Right-wing conspiratorial types will no doubt claim the administration knew full well whom it invited and this is part of a new willingness to deal with Islamist groups in Egypt. I don’t give the administration that much “credit.” But this does suggest a whole set of sticking issues that will arise when, for example, members of the Muslim Brotherhood wind up in elected positions. Will the State Department continue to abide by U.S. law or will we be waving such characters through? Stay tuned.

So far this specific incident has all the makings of a bureaucratic miscue. It is a heck of a lot more important, however, than letting a party crasher into a dinner. A senior Senate aide involved with national security matters authorized only to speak on background told me, “This is either bad vetting or an attempt to ingratiate the administration into the most radical elements of Egyptian Salafist terrorist circles. Either way, it’s unacceptable and the President needs to answer for this.” I imagine the relevant House and Senate oversight committees would like to know how in the world this happened.

UPDATE (3:06 p.m.): Former spokesman for four ambassadors to the U.N. including John Bolton (and briefly with the Romney campaign) Richard Grenell emails me: “[Hillary Clinton’s] State Department is blaming the Wilson Center and the Wilson Center is blaming State. Meanwhile, the NSC apparently is too busy campaigning to use Google. It’s no wonder the Obama White House thinks Kofi Annan can stop the violence in Syria. Who’s on first?” Ya know, the Romney team could have really used Grenell.
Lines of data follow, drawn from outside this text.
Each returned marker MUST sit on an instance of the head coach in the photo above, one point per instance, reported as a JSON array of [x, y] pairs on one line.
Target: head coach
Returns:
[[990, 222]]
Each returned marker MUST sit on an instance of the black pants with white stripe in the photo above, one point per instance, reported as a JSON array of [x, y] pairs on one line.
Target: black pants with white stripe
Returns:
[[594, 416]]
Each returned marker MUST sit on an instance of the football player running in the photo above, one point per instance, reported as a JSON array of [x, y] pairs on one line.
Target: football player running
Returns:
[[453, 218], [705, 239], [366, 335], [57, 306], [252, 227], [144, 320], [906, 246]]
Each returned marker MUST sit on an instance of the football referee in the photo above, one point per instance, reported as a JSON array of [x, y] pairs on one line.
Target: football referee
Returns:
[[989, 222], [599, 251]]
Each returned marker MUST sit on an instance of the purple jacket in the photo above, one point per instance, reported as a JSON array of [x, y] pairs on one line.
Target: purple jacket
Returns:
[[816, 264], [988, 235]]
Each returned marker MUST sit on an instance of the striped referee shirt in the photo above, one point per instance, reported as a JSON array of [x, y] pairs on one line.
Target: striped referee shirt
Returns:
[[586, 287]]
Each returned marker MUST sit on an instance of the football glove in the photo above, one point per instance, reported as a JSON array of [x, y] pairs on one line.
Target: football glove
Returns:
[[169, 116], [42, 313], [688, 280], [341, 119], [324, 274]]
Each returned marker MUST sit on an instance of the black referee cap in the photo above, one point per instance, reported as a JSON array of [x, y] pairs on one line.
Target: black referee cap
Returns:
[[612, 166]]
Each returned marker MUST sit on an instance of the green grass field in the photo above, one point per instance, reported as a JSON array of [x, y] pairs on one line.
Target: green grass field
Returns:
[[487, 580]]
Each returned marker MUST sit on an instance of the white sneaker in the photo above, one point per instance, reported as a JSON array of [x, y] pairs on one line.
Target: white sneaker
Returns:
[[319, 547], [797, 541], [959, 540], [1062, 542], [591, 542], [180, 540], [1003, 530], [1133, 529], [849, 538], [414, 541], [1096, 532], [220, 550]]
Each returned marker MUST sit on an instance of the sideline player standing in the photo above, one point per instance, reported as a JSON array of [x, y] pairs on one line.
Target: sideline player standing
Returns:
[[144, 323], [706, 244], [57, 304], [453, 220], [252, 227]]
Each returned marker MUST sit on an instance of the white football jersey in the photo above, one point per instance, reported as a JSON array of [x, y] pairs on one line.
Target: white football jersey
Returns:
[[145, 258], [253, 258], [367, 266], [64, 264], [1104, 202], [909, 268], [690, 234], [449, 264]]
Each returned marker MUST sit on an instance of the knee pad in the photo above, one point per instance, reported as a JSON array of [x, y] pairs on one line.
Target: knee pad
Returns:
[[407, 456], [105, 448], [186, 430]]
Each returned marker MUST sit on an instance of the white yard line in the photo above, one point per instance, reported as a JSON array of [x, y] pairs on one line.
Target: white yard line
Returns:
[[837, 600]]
UPDATE (3:25 p.m.): Greell’s reference to the famousAbbot and Costello routine was apt. There was this exchange at the State Department briefing this afternoon:

QUESTION: Yeah. How did a guy who’s a member of a foreign terrorist organization get into the country and have meetings with – in the White House and at the State Department?
MS. NULAND: Well, as you know – I mean, I can’t speak about the specifics of the visa adjudication of any individual case. What I can say is that anybody issued a visa goes through a full set of screenings. Those screenings do depend, however, on the integrity of the information that’s available to us at the time that we do screen. And this particular case is one that we are now looking into.
QUESTION: Well, how – it’s on the guy’s Facebook page. It doesn’t seem like it would be too difficult to find out. I mean, what kind of screening is there? Does anyone do a Google search on names? I mean, it seems like this is pretty basic stuff. I mean, was – you seem to be saying this was a mistake.
MS. NULAND: Again, we are looking into the circumstances of this particular case, and I don’t have anything more . . .
QUESTION: So when you say it’s under review, does that mean that he could be deported?
MS. NULAND: I’m not going to speak to what may result from a review; simply, to say that we’re trying to better understand this particular case.
QUESTION: You’re trying to better – you’re trying to find out if, in fact, he is a member of a designated foreign terrorist organization?
MS. NULAND: No. I’m saying we are reviewing the case of the visa issuance.
QUESTION: Do you know that this man is a member of a foreign terrorist organization?
MS. NULAND: Well, he has himself made such statements in the last day or two to the press, right? So that – we are seeing the same reports that you are seeing.
QUESTION: No, no, I understand that. But I think that it goes beyond that, and that it goes – I mean, he was a self-admitted member of this organization well before he was invited to come to the United States as part of this delegation. And it just – I don’t know; I’m just a little bit confused as to how a thorough screening would not have turned up his membership in this group given that it is literally on his Facebook page. Can you explain that?
MS. NULAND: Again, I said we are looking into it, and we are.